Si domandava come si diventasse così. Che fosse il paesaggio a renderli tali? Della circostanza che la terra su cui vivevano non l’avevano trovata bell’e pronta, ma l’avevano fatta? Forse era qualcosa che si ereditava quando capitava di essere messi al mondo in una di quelle famiglie insediate nei terreni alluvionali, quando fin dagli inizi si era parte di una costruzione a graticcio. Si aveva consapevolezza del proprio ruolo e del proprio rango in quel paesaggio, secondo una graduatoria dettata dall’età (..) Tutto quello che era venuto dopo – gli sloggiati dalle bombe, i profughi scacciati dai loro paesi, gli stanchi delle metropoli, gli esuli e i cercatori di una patria – era solo sabbia trasportata dal vento. (..) Popolo in movimento destinato a rimanere nelle strade. (pag. 163)

INCIPIT
Certe notti, quando il vento soffiava da Occidente, la casa gemeva come una nave sballottata in alto mare. Le folate si accanivano sugli antichi muri urlando. Così gridano le streghe quando bruciano, pensò Vera, o i bambini quando si schiacciano le dita. La casa gemeva ma non sarebbe affondata. L’ispido tetto era ancora saldamente piantato sulle travi. Nell’intreccio di canne proliferavano nidi verdi di muschio, solo al colmo si era insaccato. Il colore si era sfaldato dal graticcio della facciata e le travi rozze di quercia stavano conficcate nelle pareti come ossa grigie. L’iscrizione sul frontone era rovinata dalle intemperie, ma Vera sapeva che cosa diceva: QUESTA CASA È MIA EPPUR NON MIA, SUA LA DIRÀ ANCHE CHI DOPO DI ME VERRÀ. Era la prima frase nella lingua del posto che aveva imparato quando, tenuta per mano da sua madre, era arrivata in quella fattoria di Altes Land. La seconda era stata pronunciata da Ida Eckhoff in persona ed era stata un’eloquente introduzione agli anni insieme che ancora le attendevano: «Quanti ancora ne verranno di voi polacchi?» La sua casa era piena di profughi, ne aveva abbastanza.

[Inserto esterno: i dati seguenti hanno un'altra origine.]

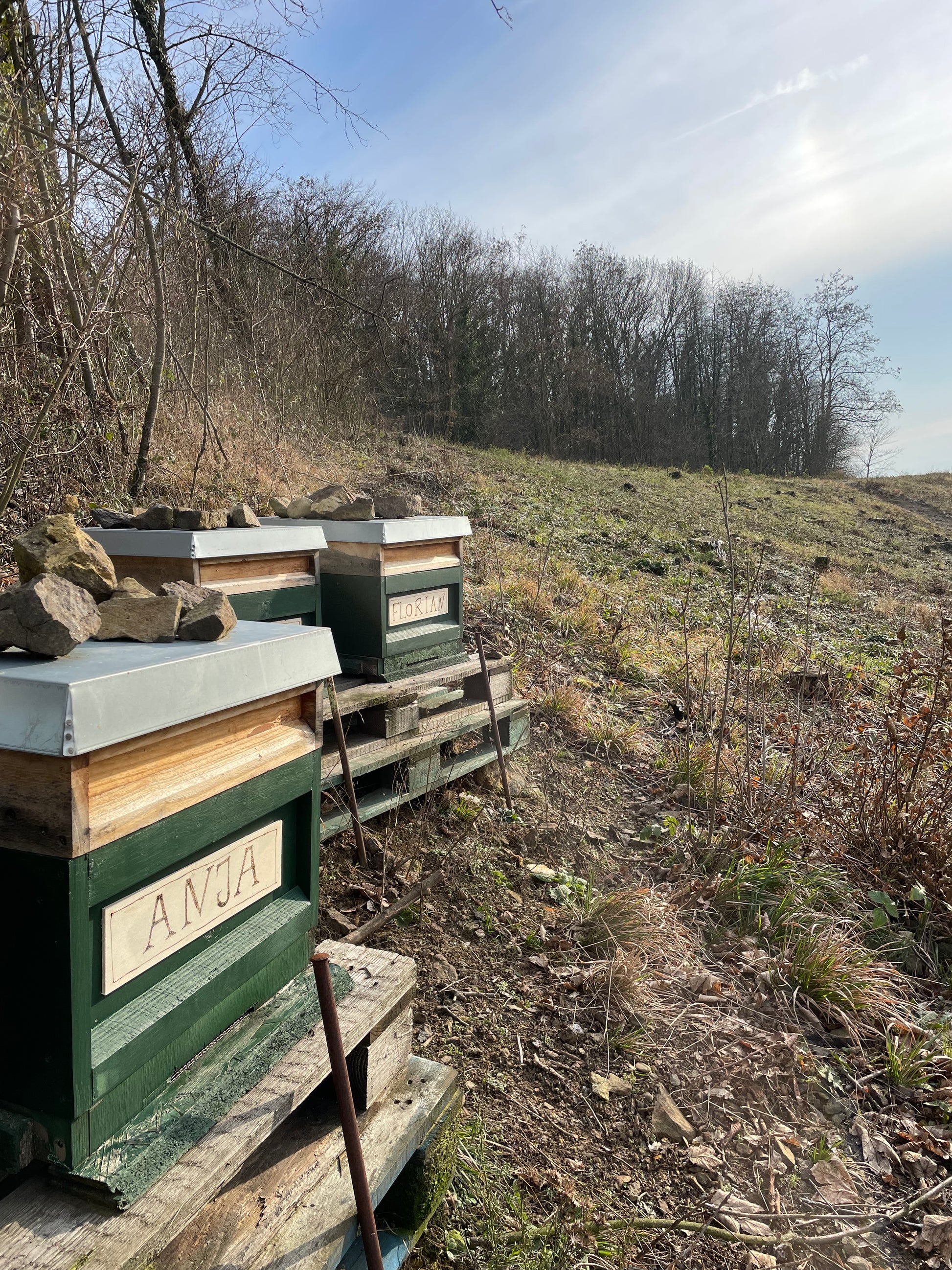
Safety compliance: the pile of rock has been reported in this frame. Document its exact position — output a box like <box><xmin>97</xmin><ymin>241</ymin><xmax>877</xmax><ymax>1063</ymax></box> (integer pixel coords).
<box><xmin>90</xmin><ymin>503</ymin><xmax>262</xmax><ymax>530</ymax></box>
<box><xmin>269</xmin><ymin>485</ymin><xmax>423</xmax><ymax>521</ymax></box>
<box><xmin>0</xmin><ymin>514</ymin><xmax>237</xmax><ymax>657</ymax></box>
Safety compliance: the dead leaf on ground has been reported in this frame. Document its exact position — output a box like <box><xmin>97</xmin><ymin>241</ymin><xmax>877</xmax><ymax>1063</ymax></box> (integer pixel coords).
<box><xmin>707</xmin><ymin>1190</ymin><xmax>773</xmax><ymax>1237</ymax></box>
<box><xmin>810</xmin><ymin>1159</ymin><xmax>860</xmax><ymax>1206</ymax></box>
<box><xmin>688</xmin><ymin>1142</ymin><xmax>721</xmax><ymax>1174</ymax></box>
<box><xmin>850</xmin><ymin>1116</ymin><xmax>899</xmax><ymax>1178</ymax></box>
<box><xmin>744</xmin><ymin>1248</ymin><xmax>777</xmax><ymax>1270</ymax></box>
<box><xmin>913</xmin><ymin>1213</ymin><xmax>952</xmax><ymax>1266</ymax></box>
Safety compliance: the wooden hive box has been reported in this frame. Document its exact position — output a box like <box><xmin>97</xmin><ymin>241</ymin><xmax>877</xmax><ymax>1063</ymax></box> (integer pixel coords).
<box><xmin>85</xmin><ymin>521</ymin><xmax>327</xmax><ymax>626</ymax></box>
<box><xmin>0</xmin><ymin>623</ymin><xmax>339</xmax><ymax>1172</ymax></box>
<box><xmin>262</xmin><ymin>516</ymin><xmax>472</xmax><ymax>681</ymax></box>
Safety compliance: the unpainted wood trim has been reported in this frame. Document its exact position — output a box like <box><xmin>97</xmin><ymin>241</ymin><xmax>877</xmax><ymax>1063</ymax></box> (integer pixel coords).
<box><xmin>198</xmin><ymin>551</ymin><xmax>314</xmax><ymax>591</ymax></box>
<box><xmin>89</xmin><ymin>696</ymin><xmax>320</xmax><ymax>850</ymax></box>
<box><xmin>92</xmin><ymin>683</ymin><xmax>315</xmax><ymax>760</ymax></box>
<box><xmin>112</xmin><ymin>556</ymin><xmax>198</xmax><ymax>591</ymax></box>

Hildegard von Kamcke non aveva talento per il ruolo della vittima. A testa alta (oltre che infestata dai pidocchi) e con trecento anni di albero genealogico prussiano orientale sulle spalle era entrata nella camera gelida della servitù accanto all’ingresso, assegnata loro come alloggio da Ida Eckhoff. Aveva adagiato la bambina sul materasso di paglia, si era sbarazzata dello zaino e aveva dichiarato guerra a Ida con voce pacata e la corretta impostazione d’una cantante: «Mia figlia avrebbe bisogno di qualcosa da mangiare, per favore». E Ida Eckhoff, contadina di Altes Land da sei generazioni, vedova e madre di un combattente ferito, aveva subito risposto al fuoco: «Da me non l’avrete!»